Dynamics of Citizenship and Culture
Dynamics of Citizenship and Culture
Sociology and Anthropology
Programme Leaders: Jan Willem Duyvendak and Christian Bröer.
Under conditions of increased mobility, globalising production and consumption, informalisation and the emergence of new political contestations, people value their world in new ways. What's more, they find themselves positioned differently in it, often unequally.
The Citizenship & Culture programme group examines how globalisation and economic transformations, demographic changes and welfare state restructuring have given rise to many new factors. These include class differentials, social and health risks, cultural hierarchies and deliberations and conflicts over citizenship and belonging in Western nation-states, particularly in urban neighbourhoods. To understand these changes, the group combines work on numerous sociologies - sociology of citizenship, of the welfare state, of risk, of emotion, of social movements along with urban sociology, migration sociology and cultural sociology.
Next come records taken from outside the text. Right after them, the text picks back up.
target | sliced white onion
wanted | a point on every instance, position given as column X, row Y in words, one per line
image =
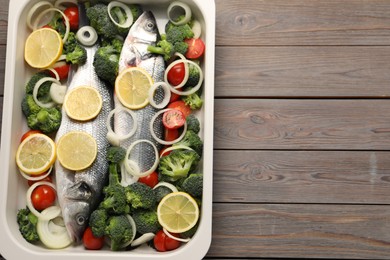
column 57, row 93
column 143, row 239
column 129, row 14
column 67, row 26
column 176, row 9
column 186, row 71
column 34, row 9
column 115, row 138
column 167, row 94
column 60, row 3
column 196, row 29
column 48, row 214
column 185, row 240
column 127, row 178
column 129, row 164
column 53, row 234
column 36, row 88
column 166, row 184
column 87, row 35
column 36, row 178
column 160, row 140
column 176, row 147
column 192, row 90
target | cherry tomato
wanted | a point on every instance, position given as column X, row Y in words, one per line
column 90, row 241
column 173, row 119
column 47, row 178
column 62, row 69
column 43, row 197
column 72, row 13
column 170, row 134
column 180, row 105
column 164, row 243
column 176, row 74
column 195, row 49
column 28, row 133
column 151, row 180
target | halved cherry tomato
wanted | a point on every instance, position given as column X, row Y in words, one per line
column 151, row 180
column 176, row 74
column 173, row 119
column 72, row 13
column 90, row 241
column 28, row 133
column 43, row 197
column 164, row 243
column 47, row 178
column 170, row 134
column 180, row 105
column 62, row 68
column 195, row 49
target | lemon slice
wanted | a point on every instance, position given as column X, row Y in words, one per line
column 43, row 47
column 178, row 212
column 36, row 154
column 132, row 87
column 83, row 103
column 76, row 150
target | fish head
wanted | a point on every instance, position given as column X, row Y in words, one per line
column 76, row 216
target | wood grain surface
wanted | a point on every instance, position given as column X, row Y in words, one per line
column 302, row 129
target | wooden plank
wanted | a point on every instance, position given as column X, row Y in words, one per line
column 302, row 124
column 335, row 71
column 318, row 231
column 302, row 177
column 302, row 22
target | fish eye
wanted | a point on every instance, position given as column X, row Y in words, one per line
column 80, row 220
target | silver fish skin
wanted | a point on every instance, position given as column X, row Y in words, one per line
column 79, row 193
column 144, row 32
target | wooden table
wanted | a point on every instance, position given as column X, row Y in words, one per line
column 302, row 128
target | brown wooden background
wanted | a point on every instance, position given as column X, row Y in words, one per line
column 302, row 128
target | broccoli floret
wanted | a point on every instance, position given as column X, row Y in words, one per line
column 193, row 123
column 119, row 230
column 193, row 185
column 116, row 154
column 193, row 101
column 29, row 106
column 77, row 56
column 106, row 62
column 97, row 222
column 146, row 221
column 193, row 141
column 48, row 120
column 140, row 196
column 27, row 225
column 115, row 200
column 100, row 20
column 44, row 90
column 161, row 192
column 178, row 163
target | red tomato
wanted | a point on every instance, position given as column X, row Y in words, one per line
column 90, row 241
column 173, row 119
column 48, row 179
column 164, row 243
column 176, row 74
column 43, row 197
column 72, row 13
column 180, row 105
column 62, row 68
column 195, row 49
column 28, row 133
column 151, row 180
column 170, row 134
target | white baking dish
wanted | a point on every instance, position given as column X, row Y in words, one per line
column 13, row 187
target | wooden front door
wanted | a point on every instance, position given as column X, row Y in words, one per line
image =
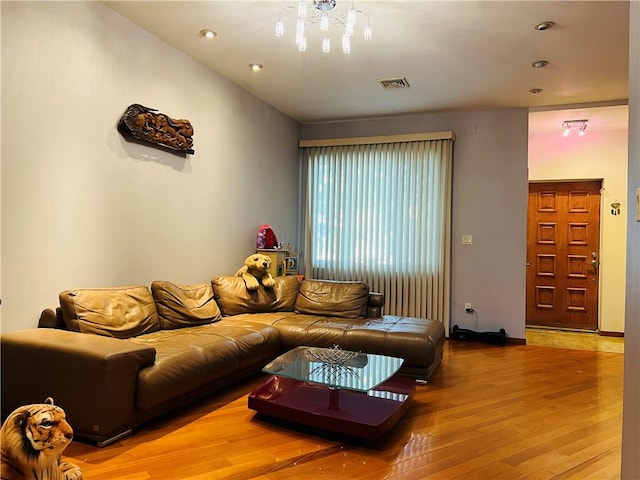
column 563, row 256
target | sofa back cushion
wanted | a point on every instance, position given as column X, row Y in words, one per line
column 233, row 297
column 184, row 305
column 120, row 312
column 336, row 299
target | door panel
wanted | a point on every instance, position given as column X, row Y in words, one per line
column 563, row 254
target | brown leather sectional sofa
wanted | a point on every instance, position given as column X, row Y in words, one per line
column 115, row 358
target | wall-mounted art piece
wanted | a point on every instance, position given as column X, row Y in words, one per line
column 147, row 125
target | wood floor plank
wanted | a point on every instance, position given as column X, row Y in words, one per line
column 494, row 412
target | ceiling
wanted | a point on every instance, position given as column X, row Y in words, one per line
column 455, row 55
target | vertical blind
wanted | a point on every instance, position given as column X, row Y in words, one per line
column 380, row 213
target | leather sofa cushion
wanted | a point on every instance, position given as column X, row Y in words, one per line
column 120, row 312
column 233, row 298
column 416, row 340
column 184, row 305
column 338, row 299
column 189, row 359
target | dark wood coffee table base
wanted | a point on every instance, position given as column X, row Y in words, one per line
column 358, row 414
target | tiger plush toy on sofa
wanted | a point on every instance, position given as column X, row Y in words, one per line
column 32, row 439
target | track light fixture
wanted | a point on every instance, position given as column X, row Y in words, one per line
column 580, row 125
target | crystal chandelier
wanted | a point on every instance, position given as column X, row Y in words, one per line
column 324, row 13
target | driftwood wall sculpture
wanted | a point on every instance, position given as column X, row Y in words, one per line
column 144, row 124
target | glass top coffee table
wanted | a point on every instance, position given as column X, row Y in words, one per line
column 352, row 393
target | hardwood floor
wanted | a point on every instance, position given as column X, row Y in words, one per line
column 490, row 412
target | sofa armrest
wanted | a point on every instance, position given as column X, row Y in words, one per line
column 93, row 378
column 375, row 304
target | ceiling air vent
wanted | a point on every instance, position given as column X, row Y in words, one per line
column 391, row 83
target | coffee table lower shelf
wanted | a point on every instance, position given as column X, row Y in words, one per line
column 359, row 414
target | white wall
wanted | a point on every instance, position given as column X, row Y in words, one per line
column 597, row 155
column 489, row 202
column 82, row 207
column 631, row 409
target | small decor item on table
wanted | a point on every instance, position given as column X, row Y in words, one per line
column 266, row 237
column 256, row 268
column 336, row 356
column 32, row 440
column 143, row 124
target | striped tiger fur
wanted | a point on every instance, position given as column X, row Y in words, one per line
column 32, row 440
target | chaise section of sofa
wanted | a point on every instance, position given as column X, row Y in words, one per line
column 94, row 378
column 328, row 313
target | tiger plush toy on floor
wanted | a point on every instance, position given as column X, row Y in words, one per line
column 32, row 440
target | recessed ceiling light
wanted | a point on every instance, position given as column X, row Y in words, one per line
column 546, row 25
column 206, row 33
column 540, row 64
Using a range of analytic and interpretive approaches, the group analyses how these changes affect social structures concerning class, gender, religion, sexuality and ethnicity, and how they translate into the spatial make-up of cities in advanced economies. A shared aim is to convey how people locate themselves and others in new social hierarchies, how emotions are managed, how people create meaningful places and how they protect or expand their rights. Of interest are possible articulations or conflicts between the various aspects of citizenship. The programme group investigates the work and impact of cultural analysts - ranging from journalists to fashion designers - in a transnational perspective. Researched, too, is the interplay between the management of health, risks, trust and citizens' active involvement. The group includes specialists in mixed methods, interviewing, ethnography, participant observation, case studies, discourse analysis, comparative studies and much more.